Patients rely on pharmaceutical manufacturers to ensure that the medicines they are given are safe. For injectable products, aseptic filling is key, and facilities such as Adragos Jura must follow regulatory guidelines extremely carefully.
The product must be totally protected against the environment, with the filling line within a cleanroom that is over pressured to prevent ingress of air from outside. And there are also physical barriers between the operator and the product so we can be sure there is absolutely no risk of contact. Human operators represent the largest risk to sterility!
Here in Jura, we can fill both lyophilised products and liquids. With lyophilised products, scale-up is a particular challenge. First, the freeze drying process is developed on a small scale, before scaling up to the larger batch sizes appropriate for clinical supplies. Ultimately, it will need further scaling to meet commercial demand.
The initial development will use a very small freeze dryer, and produce sufficient material to fill just a handful of vials. We can then move into our clinical phase freeze dryer, which has a capacity of 3m2. If the product makes it to the market and commercial production is required, our largest freeze dryers have a capacity of about 10m2.
While this sequential scale-up sounds fairly straightforward, in reality, it’s not so simple. As the scale increases, we need to check that all the critical process parameters remain under control. Yet the scale-up introduces a number of process risk factors. There might be variability in the mass transfer, for example, or Edges effect, triggering non uniform temperature. As soon as you change the volume, the recipe must be adapted to ensure repeatability. Knowledge about how the different freeze dryers behave in the real world is essential.
A liquid fill is generally a little more straightforward to scale up. Here, the key factor is extreme precision in the fill volume. Selecting the optimal pump type to match the product’s properties is also important. Would a peristaltic pump be suitable, or might a rotary piston pump be more appropriate? The choice will partly depend on the product’s density and viscosity, but also the fill volumes required, and other product caracteristics like resistance to shear stress.
The choice of pump is product related, not format related – it will be the same regardless of whether a vial or a prefilled syringe (PFS) is being used. With a PFS, there is the additional layer of complexity – and therefore risk – because the position of the stopper on the plunger and the product is critical. The precision of the fill volume has to be exceptionally high to ensure the dosage is exact and for some specific product, no air bubbles between the product and the stopper.
Equipment design & validation
Before we begin any production run, whether it is for clinical or commercial purposes, we will spend a significant amount of time designing and validating the process and the equipment.
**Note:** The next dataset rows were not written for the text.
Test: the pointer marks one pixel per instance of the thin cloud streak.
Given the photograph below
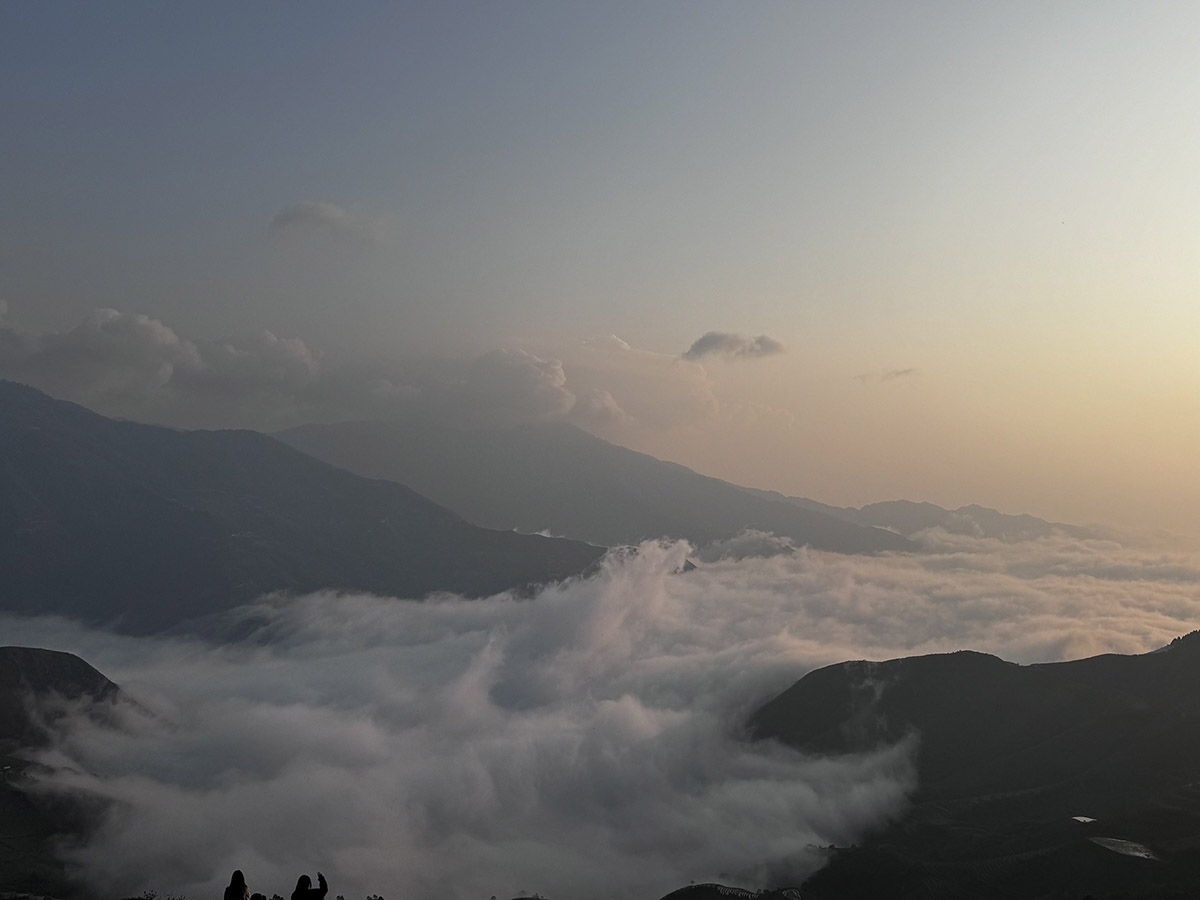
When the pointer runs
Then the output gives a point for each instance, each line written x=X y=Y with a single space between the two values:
x=732 y=347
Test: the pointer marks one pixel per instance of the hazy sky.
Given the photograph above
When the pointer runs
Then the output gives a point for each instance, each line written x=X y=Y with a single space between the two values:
x=972 y=228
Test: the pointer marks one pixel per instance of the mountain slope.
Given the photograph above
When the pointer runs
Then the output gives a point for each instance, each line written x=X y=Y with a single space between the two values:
x=559 y=479
x=1008 y=757
x=144 y=526
x=907 y=517
x=33 y=685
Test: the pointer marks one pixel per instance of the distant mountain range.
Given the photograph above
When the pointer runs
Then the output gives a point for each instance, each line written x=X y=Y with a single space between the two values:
x=143 y=527
x=558 y=479
x=1056 y=780
x=33 y=685
x=909 y=517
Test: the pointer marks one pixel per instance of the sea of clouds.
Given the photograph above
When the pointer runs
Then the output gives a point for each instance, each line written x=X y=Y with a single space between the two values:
x=586 y=743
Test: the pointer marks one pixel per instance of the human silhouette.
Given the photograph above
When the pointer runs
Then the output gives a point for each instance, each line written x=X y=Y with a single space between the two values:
x=305 y=891
x=237 y=889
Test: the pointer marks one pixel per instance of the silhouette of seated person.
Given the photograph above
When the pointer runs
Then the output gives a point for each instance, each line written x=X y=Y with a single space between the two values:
x=237 y=889
x=305 y=891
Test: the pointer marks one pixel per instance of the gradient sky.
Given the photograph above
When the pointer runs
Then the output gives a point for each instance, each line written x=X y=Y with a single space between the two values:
x=976 y=227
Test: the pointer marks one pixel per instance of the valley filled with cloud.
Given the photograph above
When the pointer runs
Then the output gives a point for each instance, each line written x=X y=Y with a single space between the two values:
x=583 y=743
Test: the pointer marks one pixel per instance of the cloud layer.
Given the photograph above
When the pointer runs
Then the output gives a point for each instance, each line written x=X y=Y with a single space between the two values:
x=731 y=346
x=583 y=744
x=130 y=365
Validation includes specific runs to test the line for stability, and we will also carry out aseptic process simulation. This is a validation run prior to production where we simulate all the production steps, including the aseptic filling, using a culture medium rather than the product itself.
The filled vials are then incubated in a hot chamber 22.5º for 7 days and then 32.5º for other 7 days, and then they are evaluated carefully to check the medium remains microbe-free. We use a medium that is ideally suited to microbial growth, encouraging any microbes that might be present to multiply. If there are no microbes evident in the vials or PFSs after the incubation, we can be sure the sterility of the process is being maintained throughout.
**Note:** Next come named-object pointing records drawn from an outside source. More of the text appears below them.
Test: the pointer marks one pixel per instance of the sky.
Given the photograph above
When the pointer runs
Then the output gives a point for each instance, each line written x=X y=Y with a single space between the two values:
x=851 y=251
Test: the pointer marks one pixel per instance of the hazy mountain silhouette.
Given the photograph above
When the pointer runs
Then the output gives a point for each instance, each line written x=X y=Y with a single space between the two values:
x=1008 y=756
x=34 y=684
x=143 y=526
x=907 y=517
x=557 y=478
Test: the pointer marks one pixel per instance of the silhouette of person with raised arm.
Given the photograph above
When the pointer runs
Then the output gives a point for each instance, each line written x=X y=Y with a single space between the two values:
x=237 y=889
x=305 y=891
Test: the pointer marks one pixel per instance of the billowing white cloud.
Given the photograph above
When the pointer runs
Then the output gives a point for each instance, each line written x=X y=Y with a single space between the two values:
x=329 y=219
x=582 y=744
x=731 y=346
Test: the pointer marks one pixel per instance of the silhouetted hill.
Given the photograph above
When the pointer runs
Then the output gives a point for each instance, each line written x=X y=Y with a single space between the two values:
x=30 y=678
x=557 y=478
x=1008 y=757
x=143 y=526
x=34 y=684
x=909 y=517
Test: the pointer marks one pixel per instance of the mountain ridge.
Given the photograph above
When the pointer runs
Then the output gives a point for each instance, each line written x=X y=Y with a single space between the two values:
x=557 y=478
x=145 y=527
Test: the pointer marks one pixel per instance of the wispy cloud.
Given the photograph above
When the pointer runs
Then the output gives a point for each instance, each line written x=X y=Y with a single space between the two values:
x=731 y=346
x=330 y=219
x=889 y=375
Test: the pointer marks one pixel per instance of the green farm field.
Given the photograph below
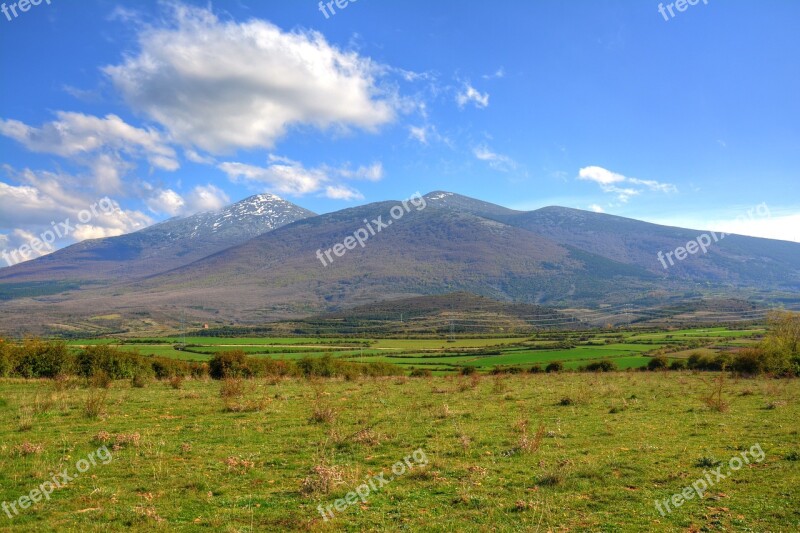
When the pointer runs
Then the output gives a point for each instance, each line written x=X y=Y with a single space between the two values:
x=545 y=452
x=627 y=349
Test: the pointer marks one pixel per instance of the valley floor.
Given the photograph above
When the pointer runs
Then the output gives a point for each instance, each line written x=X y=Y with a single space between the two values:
x=545 y=452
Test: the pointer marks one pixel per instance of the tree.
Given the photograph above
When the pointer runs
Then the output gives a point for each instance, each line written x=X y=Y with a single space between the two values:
x=782 y=344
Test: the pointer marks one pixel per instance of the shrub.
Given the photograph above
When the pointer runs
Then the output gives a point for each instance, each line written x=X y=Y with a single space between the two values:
x=749 y=361
x=118 y=365
x=227 y=365
x=95 y=402
x=601 y=366
x=555 y=366
x=100 y=380
x=139 y=380
x=677 y=364
x=40 y=359
x=176 y=382
x=7 y=358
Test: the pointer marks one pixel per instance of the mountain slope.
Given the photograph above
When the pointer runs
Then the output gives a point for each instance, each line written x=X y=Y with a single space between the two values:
x=553 y=256
x=160 y=247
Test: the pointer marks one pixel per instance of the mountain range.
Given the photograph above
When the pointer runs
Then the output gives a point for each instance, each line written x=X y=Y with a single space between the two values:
x=257 y=261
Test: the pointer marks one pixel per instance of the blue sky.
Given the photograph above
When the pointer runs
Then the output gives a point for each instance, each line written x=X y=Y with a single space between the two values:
x=169 y=108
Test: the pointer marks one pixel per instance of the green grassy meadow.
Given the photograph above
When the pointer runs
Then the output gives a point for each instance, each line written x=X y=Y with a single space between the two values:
x=627 y=349
x=544 y=452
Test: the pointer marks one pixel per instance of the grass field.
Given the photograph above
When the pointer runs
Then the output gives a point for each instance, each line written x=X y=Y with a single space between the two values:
x=546 y=452
x=628 y=349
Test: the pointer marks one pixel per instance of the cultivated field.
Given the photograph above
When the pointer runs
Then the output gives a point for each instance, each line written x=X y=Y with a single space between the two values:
x=544 y=452
x=628 y=349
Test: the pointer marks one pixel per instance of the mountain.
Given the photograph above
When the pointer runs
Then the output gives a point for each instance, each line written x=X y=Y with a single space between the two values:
x=443 y=243
x=160 y=247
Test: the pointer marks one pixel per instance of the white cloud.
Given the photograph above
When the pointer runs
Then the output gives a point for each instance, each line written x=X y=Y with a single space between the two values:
x=201 y=199
x=469 y=94
x=499 y=73
x=221 y=85
x=43 y=201
x=427 y=134
x=282 y=175
x=76 y=134
x=497 y=161
x=196 y=157
x=755 y=221
x=418 y=133
x=600 y=175
x=206 y=198
x=608 y=181
x=166 y=201
x=285 y=176
x=373 y=172
x=342 y=192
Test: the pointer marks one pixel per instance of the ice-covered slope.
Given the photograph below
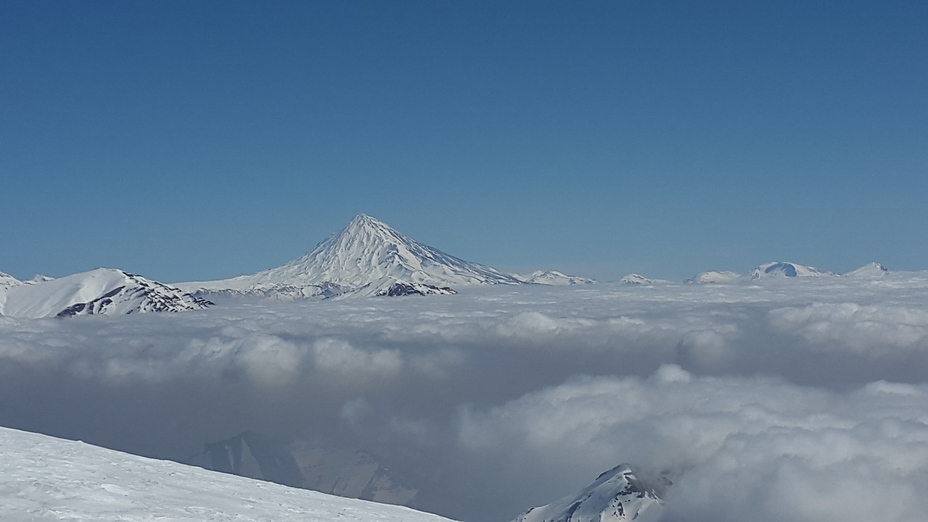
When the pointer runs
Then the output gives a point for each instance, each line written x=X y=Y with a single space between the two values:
x=615 y=495
x=100 y=291
x=353 y=474
x=783 y=269
x=6 y=280
x=366 y=258
x=43 y=478
x=553 y=278
x=715 y=277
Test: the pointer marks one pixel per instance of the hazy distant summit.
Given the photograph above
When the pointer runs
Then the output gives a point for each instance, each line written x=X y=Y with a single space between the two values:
x=783 y=270
x=367 y=257
x=615 y=495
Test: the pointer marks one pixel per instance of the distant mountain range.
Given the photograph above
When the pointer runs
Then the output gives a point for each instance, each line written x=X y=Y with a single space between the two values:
x=783 y=270
x=367 y=258
x=100 y=291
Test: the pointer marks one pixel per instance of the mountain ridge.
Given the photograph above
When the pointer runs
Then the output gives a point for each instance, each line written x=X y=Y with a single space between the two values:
x=368 y=258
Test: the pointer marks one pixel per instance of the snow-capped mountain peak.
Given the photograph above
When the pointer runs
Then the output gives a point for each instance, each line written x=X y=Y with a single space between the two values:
x=99 y=291
x=715 y=277
x=868 y=271
x=783 y=269
x=615 y=495
x=553 y=278
x=367 y=257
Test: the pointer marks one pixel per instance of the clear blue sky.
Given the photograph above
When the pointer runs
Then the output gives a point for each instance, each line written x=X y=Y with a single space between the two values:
x=202 y=140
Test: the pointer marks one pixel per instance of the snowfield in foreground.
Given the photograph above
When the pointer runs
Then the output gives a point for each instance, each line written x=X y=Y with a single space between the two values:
x=787 y=398
x=43 y=478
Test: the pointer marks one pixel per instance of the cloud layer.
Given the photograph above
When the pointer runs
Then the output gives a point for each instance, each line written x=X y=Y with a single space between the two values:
x=792 y=400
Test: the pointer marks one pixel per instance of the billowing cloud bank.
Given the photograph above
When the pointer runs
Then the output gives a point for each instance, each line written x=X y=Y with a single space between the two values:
x=787 y=401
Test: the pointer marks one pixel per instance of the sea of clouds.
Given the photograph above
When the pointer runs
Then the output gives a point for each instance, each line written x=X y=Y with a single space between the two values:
x=790 y=400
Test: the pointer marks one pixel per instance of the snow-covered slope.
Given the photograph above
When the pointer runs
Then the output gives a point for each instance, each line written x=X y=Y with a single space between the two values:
x=615 y=495
x=353 y=474
x=43 y=478
x=868 y=271
x=6 y=280
x=553 y=278
x=715 y=277
x=366 y=258
x=100 y=291
x=783 y=269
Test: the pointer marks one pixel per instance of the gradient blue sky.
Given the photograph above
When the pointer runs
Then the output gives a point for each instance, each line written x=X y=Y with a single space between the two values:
x=203 y=140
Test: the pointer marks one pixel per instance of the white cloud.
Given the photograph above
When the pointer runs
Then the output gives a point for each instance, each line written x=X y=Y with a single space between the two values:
x=804 y=400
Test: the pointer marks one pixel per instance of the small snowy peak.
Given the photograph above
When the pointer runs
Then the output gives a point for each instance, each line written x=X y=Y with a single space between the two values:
x=44 y=478
x=873 y=270
x=101 y=291
x=781 y=269
x=553 y=278
x=716 y=277
x=638 y=279
x=635 y=279
x=366 y=258
x=616 y=495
These test runs are a regulatory requirement. Three separate runs have to pass sterility testing before production can begin, and a further simulation run must be carried out every six months to ensure it still meets sterility standards. With the new Annex 1 guidelines in Europe, we can no longer assume that if a filling process gives sterile products at the start it will remain effective forever.
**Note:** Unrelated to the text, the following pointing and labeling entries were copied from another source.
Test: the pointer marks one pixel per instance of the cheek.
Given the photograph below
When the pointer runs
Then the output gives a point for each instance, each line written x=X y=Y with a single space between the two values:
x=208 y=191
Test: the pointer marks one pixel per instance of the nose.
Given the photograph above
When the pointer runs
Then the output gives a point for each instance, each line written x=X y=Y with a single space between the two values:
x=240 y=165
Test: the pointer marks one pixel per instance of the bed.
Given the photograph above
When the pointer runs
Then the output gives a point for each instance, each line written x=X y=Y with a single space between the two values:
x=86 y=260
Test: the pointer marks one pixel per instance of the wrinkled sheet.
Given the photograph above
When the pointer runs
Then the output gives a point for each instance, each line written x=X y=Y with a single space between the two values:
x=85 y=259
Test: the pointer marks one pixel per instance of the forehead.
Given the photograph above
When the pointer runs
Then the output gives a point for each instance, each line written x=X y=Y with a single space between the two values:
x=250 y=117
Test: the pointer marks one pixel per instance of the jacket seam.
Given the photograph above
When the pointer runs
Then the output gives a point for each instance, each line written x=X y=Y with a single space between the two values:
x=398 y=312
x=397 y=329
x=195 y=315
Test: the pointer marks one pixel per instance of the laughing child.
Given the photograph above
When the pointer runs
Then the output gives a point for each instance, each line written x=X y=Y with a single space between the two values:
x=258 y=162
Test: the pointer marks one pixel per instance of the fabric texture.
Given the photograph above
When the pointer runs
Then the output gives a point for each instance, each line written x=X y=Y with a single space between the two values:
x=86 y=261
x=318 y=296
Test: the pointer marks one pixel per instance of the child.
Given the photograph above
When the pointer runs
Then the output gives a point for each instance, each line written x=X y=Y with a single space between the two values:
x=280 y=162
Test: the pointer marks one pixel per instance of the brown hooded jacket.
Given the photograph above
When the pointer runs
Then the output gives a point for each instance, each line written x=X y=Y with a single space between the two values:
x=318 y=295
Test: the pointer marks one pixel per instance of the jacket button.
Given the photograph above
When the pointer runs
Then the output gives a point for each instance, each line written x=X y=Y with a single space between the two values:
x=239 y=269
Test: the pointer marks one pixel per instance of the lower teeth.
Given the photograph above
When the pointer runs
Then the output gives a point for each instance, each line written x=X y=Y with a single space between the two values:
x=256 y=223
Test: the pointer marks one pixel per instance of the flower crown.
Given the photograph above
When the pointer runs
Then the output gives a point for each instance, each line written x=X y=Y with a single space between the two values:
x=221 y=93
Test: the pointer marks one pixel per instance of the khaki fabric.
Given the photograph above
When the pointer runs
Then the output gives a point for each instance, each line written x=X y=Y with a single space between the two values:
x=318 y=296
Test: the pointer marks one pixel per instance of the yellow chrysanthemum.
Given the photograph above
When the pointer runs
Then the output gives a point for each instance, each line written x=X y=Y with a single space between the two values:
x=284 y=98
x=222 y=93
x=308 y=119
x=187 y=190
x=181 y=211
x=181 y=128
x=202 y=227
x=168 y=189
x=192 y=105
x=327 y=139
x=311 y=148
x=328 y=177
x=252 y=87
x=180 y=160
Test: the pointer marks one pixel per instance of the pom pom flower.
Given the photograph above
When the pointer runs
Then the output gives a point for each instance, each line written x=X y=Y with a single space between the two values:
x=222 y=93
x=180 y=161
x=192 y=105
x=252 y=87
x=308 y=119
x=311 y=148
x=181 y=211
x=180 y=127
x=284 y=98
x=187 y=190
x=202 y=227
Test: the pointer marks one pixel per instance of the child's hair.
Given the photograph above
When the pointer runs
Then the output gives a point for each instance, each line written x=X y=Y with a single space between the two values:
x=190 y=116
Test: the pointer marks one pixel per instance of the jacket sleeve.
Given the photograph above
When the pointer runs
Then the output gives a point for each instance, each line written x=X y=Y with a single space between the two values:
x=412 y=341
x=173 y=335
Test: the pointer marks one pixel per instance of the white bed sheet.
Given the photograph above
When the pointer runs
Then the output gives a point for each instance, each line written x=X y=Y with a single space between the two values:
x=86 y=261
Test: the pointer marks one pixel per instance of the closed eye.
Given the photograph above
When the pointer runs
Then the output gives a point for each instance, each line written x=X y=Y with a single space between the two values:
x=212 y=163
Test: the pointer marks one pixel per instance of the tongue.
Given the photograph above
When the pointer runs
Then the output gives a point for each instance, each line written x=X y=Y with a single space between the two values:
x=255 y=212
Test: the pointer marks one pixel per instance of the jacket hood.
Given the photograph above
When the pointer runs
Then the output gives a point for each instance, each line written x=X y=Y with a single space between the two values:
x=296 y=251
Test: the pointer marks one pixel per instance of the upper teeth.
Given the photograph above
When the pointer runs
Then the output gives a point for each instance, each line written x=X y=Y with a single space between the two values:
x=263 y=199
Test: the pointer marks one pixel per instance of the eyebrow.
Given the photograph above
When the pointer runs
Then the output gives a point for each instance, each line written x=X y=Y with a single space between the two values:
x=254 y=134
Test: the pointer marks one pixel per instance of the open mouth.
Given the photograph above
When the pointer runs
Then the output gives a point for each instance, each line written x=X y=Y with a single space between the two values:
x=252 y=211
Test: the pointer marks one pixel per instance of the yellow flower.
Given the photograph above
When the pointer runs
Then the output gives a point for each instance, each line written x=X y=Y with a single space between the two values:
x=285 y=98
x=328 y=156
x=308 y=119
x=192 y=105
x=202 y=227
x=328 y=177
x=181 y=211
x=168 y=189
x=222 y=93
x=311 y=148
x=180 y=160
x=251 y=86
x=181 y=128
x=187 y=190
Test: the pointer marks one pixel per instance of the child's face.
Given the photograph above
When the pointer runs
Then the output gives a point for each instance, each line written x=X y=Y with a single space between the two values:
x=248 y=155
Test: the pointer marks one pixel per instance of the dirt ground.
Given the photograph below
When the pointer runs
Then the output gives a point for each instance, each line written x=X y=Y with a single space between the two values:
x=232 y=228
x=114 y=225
This is also the case for all the critical assets used in production: they need to be requalified on a regular basis – the cleanroom, all the equipment and services, and all the controls will need to be recalibrated. All this must be done at a frequency that meets the demands of the risk assessment.
The team at Jura has developed a specific process for operational readiness. We created workstreams within the organisation, including a matrix approach that includes all the different stakeholders and departments. As well as engineering/MSAT, this includes technical services, the QA and QC departments, manufacturing, and so on. We work well together, and this makes for a much more seamless tech transfer operation. Being a small site where everyone knows each other helps a great deal!
In the engineering department, it is important that we do not work as a siloed unit. Tech transfer is so much quicker, easier and more successful when all the different teams work closely together.